But Woodward doubts the play is about totalitarianism. Rather, he says, “It’s about how people see things,” pointing to some obvious parallel in contemporary Australian and world politics.
“What begins as shocking becomes accepted, then admired.”
At first it’s considered nothing much by the bystanders.
“Oh, a rhinoceros” and “Well, of all things” people exclaim over and over again as they watch the pachyderms invade the street, but as the play proceeds, the parade of rhinoceroses becomes a universal conga line.
Woodward, who is staging the play with students in the Daramalan Theatre Company, has been thinking about directing it for over a decade.
“At first I considered writing a play about people putting on Rhinoceros, using actors like Christopher Carroll,” he says, “but eventually I realised the original still says everything.”

Turning humans into rhinoceroses on stage led to early experiments with puppetry and eventually to the use of masks, inspired by those in Free-Rain Theatre’s recent production of Equus.
To be sure, the demanding, highly verbal script filled with Ionesco’s lacerating satire of French intellectuals is top-heavy with polemic that needed tightening.
But even after that, it has demanded rapid-fire dialogue delivered trippingly off the tongue, as Hamlet prescribed, almost like a stylised film noir speech pattern, he says.
Cast members have recently been studying “isms”, the terms people apply to put ideas into pigeonholes, but that won’t get you far in Woodward’s view.
“An actor still has to make his part truthful,” he says, “and the meaning of the play isn’t just in the words, it’s conveyed through visuals and actions.”
Early scenes in rehearsal have leant into physical comedy – slapstick, exaggerated movements, even actors leaping on to tables.

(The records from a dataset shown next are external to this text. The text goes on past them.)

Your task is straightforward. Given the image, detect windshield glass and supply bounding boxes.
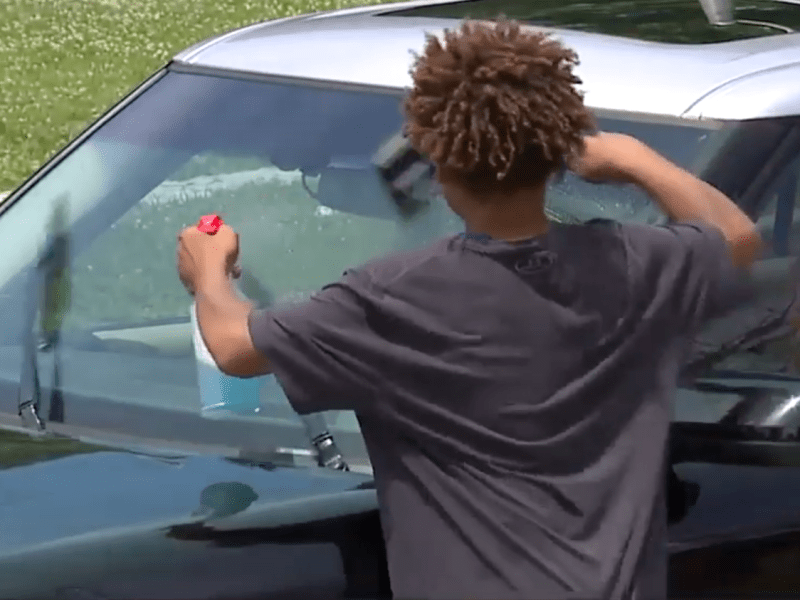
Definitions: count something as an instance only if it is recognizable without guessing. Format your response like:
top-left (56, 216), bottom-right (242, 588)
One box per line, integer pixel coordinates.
top-left (0, 72), bottom-right (736, 464)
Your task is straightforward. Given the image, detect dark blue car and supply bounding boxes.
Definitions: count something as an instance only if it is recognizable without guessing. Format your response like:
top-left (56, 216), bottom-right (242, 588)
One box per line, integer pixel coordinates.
top-left (6, 0), bottom-right (800, 600)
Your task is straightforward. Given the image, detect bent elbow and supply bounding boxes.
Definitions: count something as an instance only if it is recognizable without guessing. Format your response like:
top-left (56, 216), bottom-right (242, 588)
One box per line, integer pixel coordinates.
top-left (725, 221), bottom-right (764, 268)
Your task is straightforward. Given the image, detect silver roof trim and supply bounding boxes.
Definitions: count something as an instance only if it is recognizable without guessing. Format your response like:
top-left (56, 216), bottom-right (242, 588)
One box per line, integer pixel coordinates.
top-left (175, 0), bottom-right (800, 119)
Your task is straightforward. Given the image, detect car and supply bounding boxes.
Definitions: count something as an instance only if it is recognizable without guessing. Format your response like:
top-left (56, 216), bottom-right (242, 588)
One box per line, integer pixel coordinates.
top-left (0, 0), bottom-right (800, 600)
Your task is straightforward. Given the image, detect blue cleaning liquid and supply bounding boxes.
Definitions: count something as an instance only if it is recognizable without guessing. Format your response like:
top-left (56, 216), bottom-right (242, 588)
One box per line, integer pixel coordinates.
top-left (190, 304), bottom-right (265, 419)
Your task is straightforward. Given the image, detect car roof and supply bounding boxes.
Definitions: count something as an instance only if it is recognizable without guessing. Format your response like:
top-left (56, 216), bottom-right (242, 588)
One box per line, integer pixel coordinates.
top-left (174, 0), bottom-right (800, 120)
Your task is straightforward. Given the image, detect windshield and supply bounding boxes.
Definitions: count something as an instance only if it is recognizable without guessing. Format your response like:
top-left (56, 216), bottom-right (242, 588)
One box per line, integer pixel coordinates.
top-left (0, 67), bottom-right (764, 464)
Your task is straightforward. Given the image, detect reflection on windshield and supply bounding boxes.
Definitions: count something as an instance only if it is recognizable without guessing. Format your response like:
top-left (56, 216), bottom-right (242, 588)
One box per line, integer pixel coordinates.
top-left (0, 72), bottom-right (776, 464)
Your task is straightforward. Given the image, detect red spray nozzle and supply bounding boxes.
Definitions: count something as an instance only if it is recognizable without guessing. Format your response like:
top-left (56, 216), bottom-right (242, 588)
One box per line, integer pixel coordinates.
top-left (197, 215), bottom-right (224, 235)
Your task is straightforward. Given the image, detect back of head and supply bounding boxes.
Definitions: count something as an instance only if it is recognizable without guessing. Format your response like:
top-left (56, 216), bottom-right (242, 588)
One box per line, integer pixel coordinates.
top-left (405, 19), bottom-right (595, 191)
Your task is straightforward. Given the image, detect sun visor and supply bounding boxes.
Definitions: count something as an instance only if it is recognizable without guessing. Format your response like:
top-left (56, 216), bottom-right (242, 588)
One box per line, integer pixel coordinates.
top-left (316, 156), bottom-right (433, 220)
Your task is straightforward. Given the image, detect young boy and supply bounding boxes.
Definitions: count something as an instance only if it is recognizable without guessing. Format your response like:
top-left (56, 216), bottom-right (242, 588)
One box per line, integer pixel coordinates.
top-left (178, 21), bottom-right (760, 600)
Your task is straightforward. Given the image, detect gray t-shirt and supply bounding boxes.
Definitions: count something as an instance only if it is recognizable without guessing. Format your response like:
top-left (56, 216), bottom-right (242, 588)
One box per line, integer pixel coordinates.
top-left (250, 221), bottom-right (734, 600)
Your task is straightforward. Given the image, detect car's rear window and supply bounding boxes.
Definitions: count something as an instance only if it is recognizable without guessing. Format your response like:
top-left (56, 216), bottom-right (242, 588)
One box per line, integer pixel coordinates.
top-left (383, 0), bottom-right (800, 44)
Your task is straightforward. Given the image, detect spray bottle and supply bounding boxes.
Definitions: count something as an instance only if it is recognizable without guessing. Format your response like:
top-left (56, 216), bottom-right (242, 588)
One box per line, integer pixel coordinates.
top-left (189, 215), bottom-right (263, 419)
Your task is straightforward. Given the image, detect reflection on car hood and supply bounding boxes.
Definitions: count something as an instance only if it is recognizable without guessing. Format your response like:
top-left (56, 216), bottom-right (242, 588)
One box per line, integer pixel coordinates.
top-left (0, 438), bottom-right (371, 555)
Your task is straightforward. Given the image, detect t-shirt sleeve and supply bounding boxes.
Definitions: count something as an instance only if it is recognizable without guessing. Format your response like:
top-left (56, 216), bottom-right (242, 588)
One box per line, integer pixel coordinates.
top-left (623, 222), bottom-right (747, 331)
top-left (249, 271), bottom-right (380, 414)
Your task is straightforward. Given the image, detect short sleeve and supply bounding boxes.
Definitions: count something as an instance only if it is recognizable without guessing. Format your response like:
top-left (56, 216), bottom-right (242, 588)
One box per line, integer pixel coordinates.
top-left (623, 222), bottom-right (747, 332)
top-left (249, 271), bottom-right (381, 414)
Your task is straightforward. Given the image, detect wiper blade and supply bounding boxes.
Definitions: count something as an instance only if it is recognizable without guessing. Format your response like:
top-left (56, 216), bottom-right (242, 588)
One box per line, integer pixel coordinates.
top-left (17, 196), bottom-right (71, 431)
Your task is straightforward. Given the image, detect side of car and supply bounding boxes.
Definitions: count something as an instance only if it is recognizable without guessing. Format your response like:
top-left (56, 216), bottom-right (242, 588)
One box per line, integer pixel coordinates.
top-left (0, 2), bottom-right (800, 598)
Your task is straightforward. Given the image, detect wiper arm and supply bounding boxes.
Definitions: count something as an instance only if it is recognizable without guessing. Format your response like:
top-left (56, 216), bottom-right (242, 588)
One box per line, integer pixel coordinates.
top-left (300, 413), bottom-right (350, 471)
top-left (17, 266), bottom-right (45, 431)
top-left (17, 197), bottom-right (71, 431)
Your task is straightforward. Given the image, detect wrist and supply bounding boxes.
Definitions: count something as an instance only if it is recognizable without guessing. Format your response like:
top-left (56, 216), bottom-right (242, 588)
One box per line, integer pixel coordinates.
top-left (616, 138), bottom-right (665, 185)
top-left (195, 266), bottom-right (230, 294)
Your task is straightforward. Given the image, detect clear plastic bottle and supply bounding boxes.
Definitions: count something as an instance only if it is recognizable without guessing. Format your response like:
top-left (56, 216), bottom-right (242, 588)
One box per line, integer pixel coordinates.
top-left (189, 303), bottom-right (263, 419)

But beneath the laughter lies something darker.
The story centres on Bérenger, an ordinary, apathetic office worker, though Woodward doesn’t believe he is an “everyman”. Dismissed as a scruffy loser or a whinger, (that’s what one Daramalan student called him) Bérenger turns out to be the last person resisting the transformation around him.
As more characters succumb, the rhinoceroses become not just normal, but desirable. What first appears ugly grows strangely beautiful in the eyes of the crowd. This shift is most painful in the character of Daisy, Bérenger’s love interest, who chooses to join the herd.
Ironically, it is his very tendency to question and complain that becomes his greatest strength.
“I’m the last man left and I’m staying that way until the end,” Bérenger pleads for humanity as the play ends.
Rhinoceros, Joe Woodward Theatre, Daramalan College, April 18-25.